Thursday 26 February 2009

Taxpayers starve as Goodwin eats caviar

Well, it’s not that far off the truth.

So let me just get this straight.

After tax, Greed is Goodwin will take home about £33,000 every month.

However, if RBS had been allowed to collapse he would receive just (I say ‘just’ though it’s a lot more than I and most others will ever get) £20,000 per year from his pension.

So... RBS has so far received more than £45 billion in public funds, which means the bank is 70-per cent owned by the taxpayer. Without such a bail-out, the bank would have collapsed, and all pensions would have been transferred to the Pension Protection Fund (PPF).

The PPF guarantees 100 per cent of final-salary pensions in payment, and 90 per cent of those yet to be paid, up to a maximum of £28,000 per year.

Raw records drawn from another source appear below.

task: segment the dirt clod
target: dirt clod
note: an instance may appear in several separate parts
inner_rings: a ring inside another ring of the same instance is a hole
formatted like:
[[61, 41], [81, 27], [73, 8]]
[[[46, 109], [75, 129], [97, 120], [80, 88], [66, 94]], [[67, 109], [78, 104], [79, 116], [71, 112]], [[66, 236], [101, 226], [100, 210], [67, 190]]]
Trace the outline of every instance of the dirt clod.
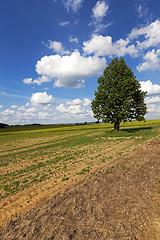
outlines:
[[160, 139], [148, 143], [10, 221], [0, 239], [159, 240]]

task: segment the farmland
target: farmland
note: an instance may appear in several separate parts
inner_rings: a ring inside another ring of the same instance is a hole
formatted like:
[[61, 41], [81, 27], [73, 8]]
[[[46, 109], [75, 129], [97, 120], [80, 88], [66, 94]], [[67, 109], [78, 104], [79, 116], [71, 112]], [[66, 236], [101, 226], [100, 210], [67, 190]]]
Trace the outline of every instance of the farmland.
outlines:
[[160, 120], [120, 129], [105, 123], [1, 129], [0, 225], [106, 166], [114, 168], [117, 159], [125, 170], [127, 152], [159, 138]]

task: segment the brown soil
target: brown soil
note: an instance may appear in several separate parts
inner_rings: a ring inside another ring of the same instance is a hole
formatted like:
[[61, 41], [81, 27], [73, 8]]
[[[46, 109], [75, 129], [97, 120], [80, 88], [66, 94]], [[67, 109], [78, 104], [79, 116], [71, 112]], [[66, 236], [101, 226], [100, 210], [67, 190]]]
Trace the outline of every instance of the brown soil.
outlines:
[[10, 221], [0, 239], [159, 240], [159, 169], [155, 138]]

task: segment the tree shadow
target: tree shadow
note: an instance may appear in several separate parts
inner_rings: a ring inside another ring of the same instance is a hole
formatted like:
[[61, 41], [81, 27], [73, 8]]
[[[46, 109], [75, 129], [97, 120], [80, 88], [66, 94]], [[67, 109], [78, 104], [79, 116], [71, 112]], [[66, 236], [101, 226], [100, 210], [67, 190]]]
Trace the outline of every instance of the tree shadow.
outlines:
[[139, 131], [142, 131], [142, 130], [151, 130], [153, 129], [153, 127], [134, 127], [134, 128], [121, 128], [120, 129], [120, 132], [123, 131], [123, 132], [127, 132], [127, 133], [134, 133], [134, 132], [139, 132]]

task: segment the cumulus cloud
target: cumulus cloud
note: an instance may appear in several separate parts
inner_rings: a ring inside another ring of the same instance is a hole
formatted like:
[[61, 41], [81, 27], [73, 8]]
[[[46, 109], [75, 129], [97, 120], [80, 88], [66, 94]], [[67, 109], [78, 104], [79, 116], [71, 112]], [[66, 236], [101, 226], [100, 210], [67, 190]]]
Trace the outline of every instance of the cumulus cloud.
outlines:
[[25, 109], [25, 106], [21, 106], [21, 107], [17, 108], [17, 110], [19, 110], [19, 111], [25, 111], [26, 109]]
[[49, 42], [49, 44], [47, 44], [46, 46], [49, 49], [52, 49], [54, 52], [62, 54], [62, 55], [69, 53], [69, 51], [64, 50], [61, 42], [51, 41], [51, 40], [48, 40], [48, 42]]
[[130, 40], [120, 39], [115, 43], [112, 42], [112, 37], [102, 35], [93, 35], [92, 39], [84, 42], [83, 50], [86, 54], [94, 53], [96, 56], [124, 56], [126, 54], [137, 56], [138, 51], [134, 45], [129, 45]]
[[145, 70], [156, 70], [160, 68], [160, 49], [152, 49], [143, 57], [144, 62], [137, 66], [139, 72]]
[[98, 1], [93, 8], [93, 17], [96, 21], [101, 21], [102, 18], [106, 15], [109, 5], [105, 1]]
[[87, 109], [90, 106], [91, 101], [88, 98], [84, 98], [83, 100], [74, 99], [70, 102], [66, 102], [66, 106], [64, 104], [60, 104], [56, 107], [57, 111], [62, 113], [68, 113], [72, 115], [79, 114], [89, 114], [90, 111]]
[[16, 109], [18, 106], [16, 106], [16, 105], [11, 105], [11, 109]]
[[52, 95], [48, 95], [47, 92], [37, 92], [33, 93], [30, 101], [32, 105], [40, 105], [40, 106], [47, 106], [55, 102], [55, 99]]
[[31, 84], [32, 83], [32, 78], [25, 78], [25, 79], [23, 79], [23, 82], [25, 84]]
[[64, 21], [64, 22], [60, 22], [60, 23], [59, 23], [59, 25], [60, 25], [61, 27], [65, 27], [65, 26], [67, 26], [68, 24], [70, 24], [69, 21]]
[[69, 37], [69, 41], [70, 42], [75, 42], [75, 43], [78, 43], [78, 38], [72, 38], [72, 37]]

As this amount gets lower if a member retires before 65, a member retiring at 50 would be able to receive a maximum of £21,952 per year.

Dr Ros Altmann, an independent policy adviser, told The Times: ‘Sir Fred Goodwin should be treated like any other member of a pension scheme whose company has gone bust – he should be transferred to the PPF. There is absolutely no social justice or rationale behind taxpayers propping up banks to ensure that chief execs get paid such obscene pensions.’